Ninth Circuit Requires Formal APA Adjudication to Satisfy Due Process Clause
Hearing
Requirements Implicated by Denial of Indian Group's Tribal Status
Beginning in 1972, in order for individual Indians to obtain various government benefits, they must
be members of a recognized tribe. The Samish Indian tribe sought and was denied tribal
recognition from the Secretary of Interior under regulations that provided for notice-and-comment
proceedings but no hearing. In Greene v. Babbitt, 64 F.3d 1266 (1995), the
Ninth Circuit held that due process requirements were triggered because individual tribal members
were deprived of a property interest in the receipt of government benefits to which they were
otherwise entitled by the government's denial of tribal recognition. As to what process was due,
the court noted that the Department regulations did not provide for calling witnesses, making
argument before the entity making the decision, or even access to the evidence used in making the
decision. Moreover, the court indicated that the lack of procedural safeguards created a real risk
of wrongful denial here, because at least one other recognized tribe opposed the Samish and the
Department's "informal decision-making, behind closed doors with an undisclosed record, is not an
appropriate process for the determination of matters of such gravity." The court conceded that the
APA's formal adjudicatory process did not apply according to its terms, but it found that the
district court did not err in choosing it as a model in the absence of other alternatives.

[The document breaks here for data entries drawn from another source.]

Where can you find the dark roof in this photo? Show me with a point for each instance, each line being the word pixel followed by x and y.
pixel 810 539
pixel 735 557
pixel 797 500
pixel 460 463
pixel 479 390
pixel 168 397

D.C. Circuit Finds Board's Refusal to Waive Statutory Limitations Period Reviewable
and
Holds that Denial of Waiver was Arbitrary and Capricious for Not Explaining the
Decision
The Army Board for Correction of Military Records is authorized to correct a person's service
records when "necessary to correct an error or remove an injustice." There is a three-year period
of limitations in which a person may file a request for a correction, but the Board "may excuse a
failure to file within three years after discovery if it finds it to be in the interests of justice." In
three separate cases involving requests for corrections long after the limitations period, the Board
denied waivers with the language: "The applicant has not presented and the records do not contain
sufficient justification to conclude that it would be in the interest of justice to excuse the failure to
file within the time proscribed by law." In petitions to review these determinations, the
government argued that the decision to grant a waiver was unreviewable as committed to agency
discretion by law. In Dickson v. Secretary of Defense, 68 F.3d 1396 (1995),
the court found the decisions reviewable, finding the use of the word "may" inadequate to confer
unreviewable discretion. On the merits, the court found that the decisions were arbitrary and
capricious because "the Board failed to provide anything approaching a reasoned explanation for
its decisions." Here the boilerplate language simply did not enable a court to discern any reasoning
or basis for the Board's decision. Judge Silberman reluctantly concurred in the conclusion that the
decisions were reviewable, although he indicated that the "interest of justice" standard "is without
determinable substantive content." More importantly though, he dissented from the remand
because he believed that the decision to grant or not to grant a waiver is subject to a greater level
of deference than ordinary agency action. Requiring consistency and reasoned decisions assures
the rule of law, but granting waivers from normal requirements of law, appropriate in order to
mitigate harsh impacts in unusual situations, is at odds with the basic notion of the rule of law.
Granting waivers is more in the nature of granting pardons. To establish the same sort of
procedural rigor to these decisions is likely to impede, not foster, the exercise of the waiver
authority to the detriment of persons like the plaintiffs.